Pour les directeurs d’école un autre décret a aussi apporté des nouveautés, à savoir le décret du 14 août 2023 relatif aux directeurs d’école (JO du 15 août 2023) lequel complète la loi n° 2021-1716 du 21 décembre 2021 créant la fonction de directrice ou de directeur d’école (JO du 22 décembre 2021). Avant cette réforme, quand on parlait de direction, le chef d’établissement scolaire n’avait que le mot et non, en droit, la réalité des fonctions. Depuis cette réforme de 2021, ce directeur d’école est doté d’un véritable pouvoir de décision, ce qui le rend effectivement délégataire de l’autorité académique pour le bon fonctionnement de son établissement scolaire, en outre un soutien lui est accordé pour renforcer son rôle au sein de son établissement scolaire.

Le directeur d’école est aussi chargé d’organiser les débats sur les questions relatives à la vie scolaire et le décret du 14 août 2023 définit les missions des directeurs, leurs conditions de nomination et de l’exercice de leurs fonctions. Depuis ce décret, le nouvel article R. 411-10 du Code de l’éducation précise que : « Le directeur d’école veille à la bonne marche de l’école maternelle, élémentaire ou primaire dont il a la charge et au respect de la réglementation qui lui est applicable. Il prend toute disposition utile concernant l’organisation et le bon fonctionnement de l’école pour que celle-ci assure sa fonction de service public. À ce titre, il a autorité sur l’ensemble des personnes présentes dans l’école pendant le temps scolaire. Il réunit et préside le conseil d’école et le conseil des maîtres. » Il lui revient de prendre toutes les mesures nécessaires pour assurer la sécurité des personnes et des biens, l’hygiène et la salubrité de l’école sur le temps scolaire.

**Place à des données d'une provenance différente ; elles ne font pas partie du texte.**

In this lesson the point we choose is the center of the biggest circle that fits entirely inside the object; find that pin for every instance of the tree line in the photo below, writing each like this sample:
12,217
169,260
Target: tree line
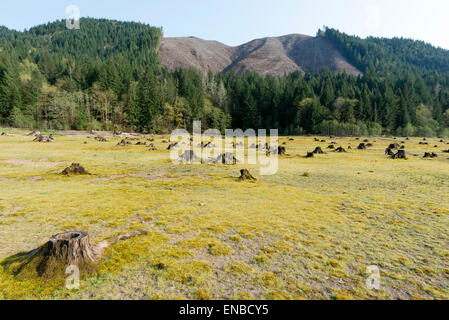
107,76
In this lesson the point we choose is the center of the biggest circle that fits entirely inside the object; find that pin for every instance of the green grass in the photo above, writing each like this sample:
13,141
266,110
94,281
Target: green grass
308,232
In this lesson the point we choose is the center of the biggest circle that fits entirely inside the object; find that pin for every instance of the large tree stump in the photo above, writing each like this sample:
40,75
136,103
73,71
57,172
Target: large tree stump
66,249
399,155
246,176
394,146
318,150
76,169
340,150
361,146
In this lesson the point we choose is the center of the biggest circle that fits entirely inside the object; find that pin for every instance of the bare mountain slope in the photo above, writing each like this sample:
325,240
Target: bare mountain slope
275,55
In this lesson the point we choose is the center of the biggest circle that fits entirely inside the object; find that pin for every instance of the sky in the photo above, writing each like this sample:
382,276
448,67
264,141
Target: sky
235,22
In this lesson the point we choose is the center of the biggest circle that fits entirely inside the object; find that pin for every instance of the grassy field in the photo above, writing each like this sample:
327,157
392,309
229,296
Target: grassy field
308,232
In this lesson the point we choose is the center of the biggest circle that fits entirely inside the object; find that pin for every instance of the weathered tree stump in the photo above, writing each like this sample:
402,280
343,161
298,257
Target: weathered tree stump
189,157
123,143
399,155
71,248
172,146
41,138
394,146
101,139
310,155
246,176
75,169
430,155
340,150
361,146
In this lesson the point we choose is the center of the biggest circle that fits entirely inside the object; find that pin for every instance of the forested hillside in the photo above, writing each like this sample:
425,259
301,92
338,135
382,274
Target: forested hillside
107,75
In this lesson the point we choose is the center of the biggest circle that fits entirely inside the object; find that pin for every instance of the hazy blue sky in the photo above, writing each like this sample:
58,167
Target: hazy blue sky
237,21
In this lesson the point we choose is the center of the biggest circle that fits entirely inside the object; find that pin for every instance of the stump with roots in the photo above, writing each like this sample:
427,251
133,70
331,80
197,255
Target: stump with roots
399,155
340,150
310,155
282,151
394,146
430,155
66,249
75,169
245,175
41,138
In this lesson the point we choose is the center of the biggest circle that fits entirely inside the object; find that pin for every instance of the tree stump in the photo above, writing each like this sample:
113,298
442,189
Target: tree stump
430,155
66,249
399,155
282,151
394,146
310,155
76,169
245,176
101,139
361,146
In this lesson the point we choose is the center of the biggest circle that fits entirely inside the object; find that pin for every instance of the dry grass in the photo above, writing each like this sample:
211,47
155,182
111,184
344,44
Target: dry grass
288,236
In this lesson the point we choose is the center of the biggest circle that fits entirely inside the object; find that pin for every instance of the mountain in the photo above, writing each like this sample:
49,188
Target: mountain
124,75
274,55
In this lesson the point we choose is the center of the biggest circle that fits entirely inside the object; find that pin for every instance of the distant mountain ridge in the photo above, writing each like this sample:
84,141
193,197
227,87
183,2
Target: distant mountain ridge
273,55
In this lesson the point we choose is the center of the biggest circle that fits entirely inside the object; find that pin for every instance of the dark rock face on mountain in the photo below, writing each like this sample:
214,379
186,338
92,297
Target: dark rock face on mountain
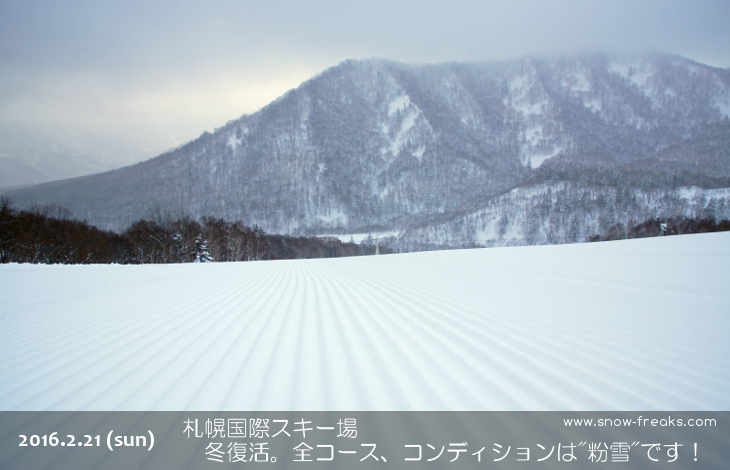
379,145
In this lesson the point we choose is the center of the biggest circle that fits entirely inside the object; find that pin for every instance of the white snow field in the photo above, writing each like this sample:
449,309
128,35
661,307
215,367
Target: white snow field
628,325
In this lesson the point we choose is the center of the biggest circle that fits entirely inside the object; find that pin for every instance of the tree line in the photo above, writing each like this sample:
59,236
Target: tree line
48,235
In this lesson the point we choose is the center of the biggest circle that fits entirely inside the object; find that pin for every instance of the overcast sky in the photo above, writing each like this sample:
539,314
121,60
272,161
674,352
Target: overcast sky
163,72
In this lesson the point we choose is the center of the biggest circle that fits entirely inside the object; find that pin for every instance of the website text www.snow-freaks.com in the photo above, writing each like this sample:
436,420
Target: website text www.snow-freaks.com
640,421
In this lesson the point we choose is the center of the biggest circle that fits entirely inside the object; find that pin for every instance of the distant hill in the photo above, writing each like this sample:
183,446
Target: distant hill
373,145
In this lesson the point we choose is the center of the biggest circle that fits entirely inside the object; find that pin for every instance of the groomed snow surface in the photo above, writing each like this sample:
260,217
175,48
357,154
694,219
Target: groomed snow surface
627,325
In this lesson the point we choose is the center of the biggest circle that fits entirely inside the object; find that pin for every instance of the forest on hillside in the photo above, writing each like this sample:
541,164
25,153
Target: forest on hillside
48,235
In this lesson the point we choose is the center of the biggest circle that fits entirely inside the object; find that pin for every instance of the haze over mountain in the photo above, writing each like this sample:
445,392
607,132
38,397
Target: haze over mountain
379,145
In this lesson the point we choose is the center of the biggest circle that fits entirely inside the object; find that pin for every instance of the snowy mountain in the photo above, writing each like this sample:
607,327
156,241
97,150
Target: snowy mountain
627,325
379,145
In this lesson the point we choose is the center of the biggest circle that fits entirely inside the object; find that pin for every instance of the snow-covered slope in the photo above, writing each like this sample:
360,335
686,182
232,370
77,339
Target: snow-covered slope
379,145
629,325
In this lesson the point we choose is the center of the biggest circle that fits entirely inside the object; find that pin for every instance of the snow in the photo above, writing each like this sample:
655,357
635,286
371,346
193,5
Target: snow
538,159
627,325
359,237
402,101
419,152
234,142
723,105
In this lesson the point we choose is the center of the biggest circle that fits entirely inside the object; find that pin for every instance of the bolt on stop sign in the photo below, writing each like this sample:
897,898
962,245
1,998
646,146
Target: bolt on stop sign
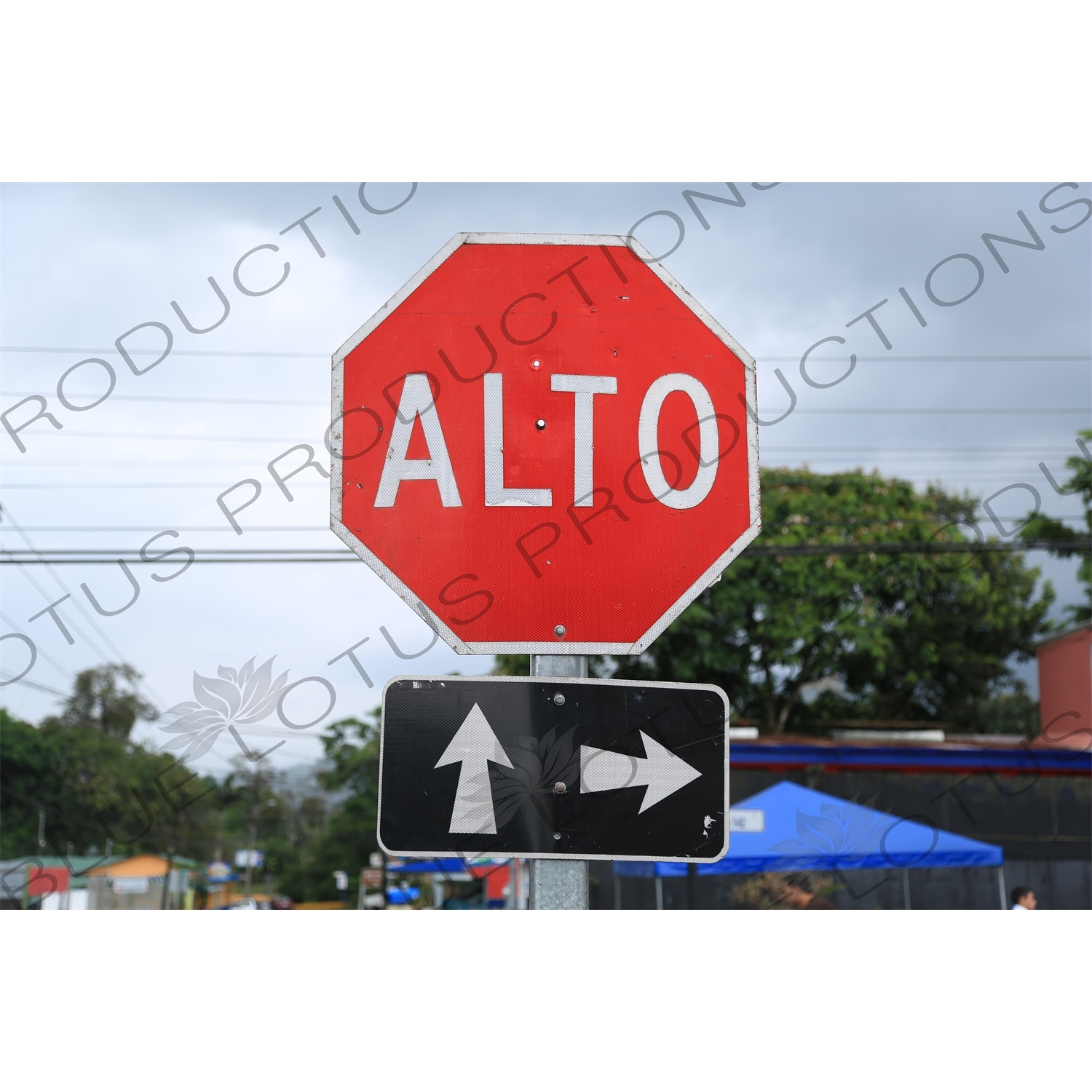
542,445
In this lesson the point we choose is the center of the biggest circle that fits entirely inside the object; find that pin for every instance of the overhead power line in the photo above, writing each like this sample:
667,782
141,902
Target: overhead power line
325,556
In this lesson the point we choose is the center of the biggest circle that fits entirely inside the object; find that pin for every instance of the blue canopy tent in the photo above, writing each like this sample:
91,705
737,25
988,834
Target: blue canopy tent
788,828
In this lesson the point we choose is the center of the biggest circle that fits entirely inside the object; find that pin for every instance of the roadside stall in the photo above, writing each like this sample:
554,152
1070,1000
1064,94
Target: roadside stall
792,829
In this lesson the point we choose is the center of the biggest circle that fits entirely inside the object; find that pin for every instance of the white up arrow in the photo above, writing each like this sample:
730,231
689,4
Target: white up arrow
662,771
474,745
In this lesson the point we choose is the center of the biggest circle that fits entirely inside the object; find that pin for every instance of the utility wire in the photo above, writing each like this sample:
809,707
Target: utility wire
79,605
320,556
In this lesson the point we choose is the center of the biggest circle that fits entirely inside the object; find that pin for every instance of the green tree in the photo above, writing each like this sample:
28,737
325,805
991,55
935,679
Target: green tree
100,700
893,637
342,836
1070,544
80,772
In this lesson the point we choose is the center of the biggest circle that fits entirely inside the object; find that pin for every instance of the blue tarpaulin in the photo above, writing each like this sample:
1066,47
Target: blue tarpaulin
788,828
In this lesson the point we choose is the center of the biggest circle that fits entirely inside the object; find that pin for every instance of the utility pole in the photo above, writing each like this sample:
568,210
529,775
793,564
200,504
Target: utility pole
165,904
559,885
256,786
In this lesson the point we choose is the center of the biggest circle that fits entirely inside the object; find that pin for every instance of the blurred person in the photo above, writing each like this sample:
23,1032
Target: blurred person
1024,899
797,898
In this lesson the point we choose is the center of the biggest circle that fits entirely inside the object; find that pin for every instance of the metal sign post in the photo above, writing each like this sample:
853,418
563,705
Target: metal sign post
559,885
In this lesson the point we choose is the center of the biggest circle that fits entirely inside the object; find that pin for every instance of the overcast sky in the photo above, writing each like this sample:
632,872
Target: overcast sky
1002,381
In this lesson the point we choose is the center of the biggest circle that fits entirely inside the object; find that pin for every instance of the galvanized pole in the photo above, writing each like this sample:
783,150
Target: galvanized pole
559,885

Tout est fait pour que les directeurs d’école et les chefs d’établissement scolaire puissent apporter une réponse appropriée à l’attitude d’un élève auteur de harcèlement scolaire qui, par son comportement sanctionnable fait peser un risque sur la sécurité à l’école. Ils ont effectivement autorité sur l’ensemble des personnes présentes dans l’école pendant le temps scolaire.

Ces différentes réformes vont permettre de traiter plus efficacement et plus rapidement ces faits qui nuisent aux autres élèves, surtout de l’école primaire. Il faut en effet pouvoir séparer rapidement les élèves harcelés et leur harceleur. Le décret du 16 août 2023 permet ainsi de compléter la loi n° 2022-299 du 2 mars 2022 visant à combattre le harcèlement scolaire ou harcèlement à l’école (JO du 3 mars 2022) qui a permis de créer dans le Code pénal le décret de harcèlement scolaire. L’auteur de ces faits peut être puni jusqu’à 10 ans de prison et 150 000 euros d’amende en cas de suicide ou de tentative de suicide de la victime harcelée.

Cette loi a aussi prévu que tous les personnels doivent être formés à la lutte contre ce harcèlement scolaire pour que la situation de harcèlement soit vite repérée et qu’elle ne perdure pas.

Quand c’est moins grave et qu’il n’y a pas de sanction pénale, que l’auteur de ce harcèlement scolaire soit condamné à quitter les lieux en changeant d’école est pertinent pour les victimes et il faut rappeler à tous les élèves qu’ils ont vraiment intérêt de signaler rapidement ce genre de comportements pour que l’on n’aille pas jusqu’à de tels drames. Toutes ces avancées permettent de mieux accompagner et protéger les élèves. Il ne faut assurément pas que des enfants ou des adolescents soient insultés, menacés, battus ou bousculés, voire qu’ils reçoivent des messages injurieux à répétition (dans le cadre du cyberharcèlement) et bien sûr pas non plus qu’ils programment leur suicide, ne supportant pas cette violence verbale, physique ou psychique.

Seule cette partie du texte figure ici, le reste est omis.